I developed a system that uses AI to automatically fill in metadata for media assets. Editors can select a file and specify which metadata fields or categories they want to populate. The system then analyzes the file's content—such as video scenes or audio transcripts—and uses a large language model to generate accurate and relevant metadata. The results are then saved directly to the asset, saving editors significant time on manual data entry.

Tech Stack
FastAPI, ElasticSearch, LangGraph, Pydantic-AI, Google Gemini
My Role
I designed and implemented the end-to-end pipeline for this feature. This involved creating a FastAPI endpoint, orchestrating the data fetching and AI processing using a graph-based architecture, and integrating with internal services for data retrieval and storage. The core of the system uses an AI agent to intelligently generate metadata based on the context of the media file.
1. Developed a robust data pipeline to gather context for the AI, including fetching video scene data from Elasticsearch and audio transcripts.
2. Built a flexible system that can autofill metadata for entire categories or for specific, individual fields.
3. Engineered the system to process categories in parallel for improved performance.

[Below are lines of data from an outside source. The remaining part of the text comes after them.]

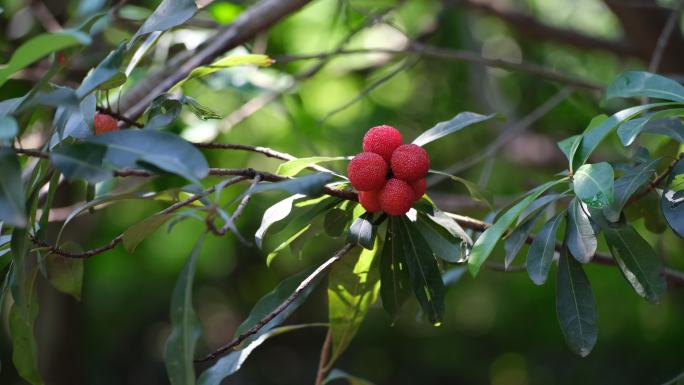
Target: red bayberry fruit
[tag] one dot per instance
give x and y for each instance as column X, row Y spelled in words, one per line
column 104, row 123
column 410, row 162
column 419, row 186
column 396, row 197
column 367, row 171
column 369, row 201
column 382, row 140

4. Implemented the core AI logic using a Pydantic-AI agent to generate structured metadata from unstructured content.
5. Designed the system with SOLID principles in mind, ensuring it is maintainable and extensible for new metadata types.
6. Integrated with internal APIs to fetch asset details and persist the generated metadata.
Impact
1. Drastically reduced the time and effort required for manual metadata entry, allowing editors to focus on more creative tasks.
2. Improved metadata quality and consistency across all assets by leveraging AI.
3. Enhanced the searchability and organization of the media library through richer, more accurate metadata.